Me arrodillo a su lado y sujeto el chuletero con la hoja hacia el meñique, como la madre asesina de Psicosis. En un manual de criminalística sobre el homicidio, leí una vez que nunca se apuñaló a nadie más de ochenta veces porque el brazo del asesino se fatiga antes de llegar al nonagésimo golpe. Bueno, lo voy a comprobar.

Descargo el cuchillo una, dos, tres veces, cuatro, cinco, seis, procurando repartir las incisiones entre el pecho y el abdomen, chas, chas, chas, chas, chas, chas, chas, chas, chas, veinte, chas, chas, chas, chas, chas, chas, chas, chas, chas, treinta. Puedo ver que, en la pantalla del ordenador, cambian las imágenes a toda velocidad, como si una mano invisible estuviera efectuando en él una operación feroz y destructora. Chas, chas, chas, chas, chas, chas, chas, chas, chas, cuarenta, casi pierdo la cuenta. Es verdad que se cansa el brazo y los resultados de la carnicería son cada vez más asquerosos. No he dado tiempo a que la sangre se sedimentara del todo en la espalda del cadáver y brota y salpica al mismo tiempo que se expande el charco granate, negruzco y brillante bajo la cabeza del muerto.

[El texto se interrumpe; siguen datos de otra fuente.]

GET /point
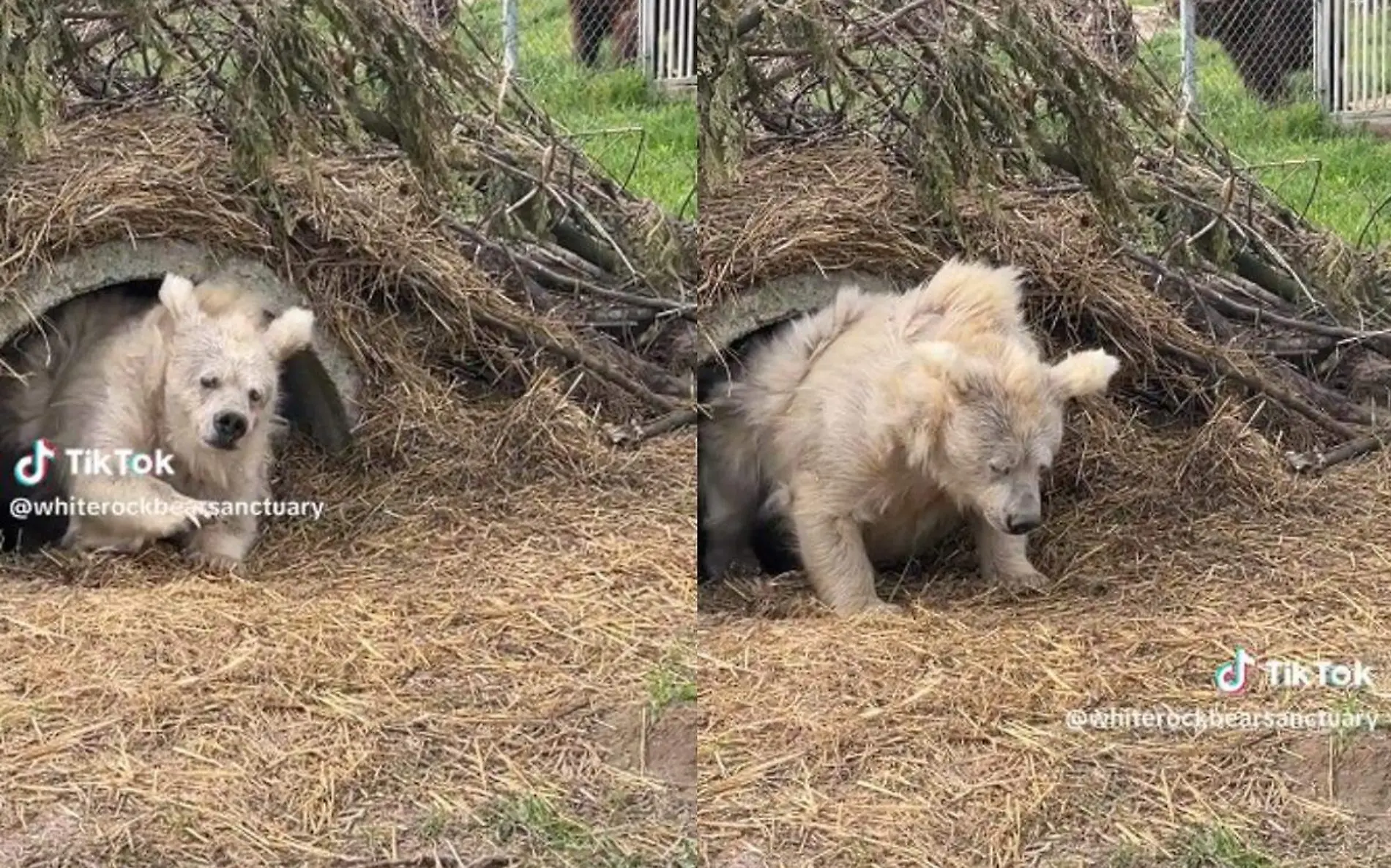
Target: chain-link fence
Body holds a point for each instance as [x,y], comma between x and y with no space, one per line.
[1335,53]
[594,66]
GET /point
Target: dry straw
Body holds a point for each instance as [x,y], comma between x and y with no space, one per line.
[436,668]
[845,132]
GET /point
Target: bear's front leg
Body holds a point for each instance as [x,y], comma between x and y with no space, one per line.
[1004,560]
[835,558]
[137,508]
[224,545]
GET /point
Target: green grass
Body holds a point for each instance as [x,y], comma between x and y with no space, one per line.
[1217,848]
[640,135]
[1337,177]
[671,682]
[533,823]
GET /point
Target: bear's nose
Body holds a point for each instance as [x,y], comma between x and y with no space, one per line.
[230,426]
[1021,525]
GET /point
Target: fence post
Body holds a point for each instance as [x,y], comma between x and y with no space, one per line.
[1188,42]
[510,35]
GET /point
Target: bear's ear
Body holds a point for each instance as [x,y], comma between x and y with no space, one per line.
[290,333]
[177,296]
[1084,373]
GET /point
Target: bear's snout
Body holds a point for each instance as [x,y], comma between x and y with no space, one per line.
[1023,523]
[228,427]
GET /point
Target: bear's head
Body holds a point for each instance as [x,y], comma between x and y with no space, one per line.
[223,364]
[993,424]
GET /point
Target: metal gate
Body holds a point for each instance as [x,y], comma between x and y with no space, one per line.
[668,37]
[1352,56]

Chas, chas, chas, cincuenta, y saltan jirones de ropa, botones de camisa, grumos de grasa blanca, piel, pelos, chas, chas, chas, chas, sesenta. Ahora agarro el cuchillo con las dos manos, aburrido ya y con ganas de acabar.

Chas, chas, chas.

Luego, antes de irme, con el móvil de Van der Vogt, escribiré un sms a Lubiánov.

«Destroy everything and go away».

MARTES, 18 DE AGOSTO

3 DOBLE MORAL. 1:30 h

Es una casa en demolición, los restos del naufragio, el paisaje después de la batalla, la caída del imperio, el espantoso final de la más bella historia de amor y, por tanto, de una vida.

Es un pasillo ocupado por cajas de cartón llenas de libros, estanterías desmontadas, muebles arrinconados, maletas llenas de ropa, a punto para la mudanza.

Cuando ha entrado, Melba le ha preguntado si no se estaba precipitando.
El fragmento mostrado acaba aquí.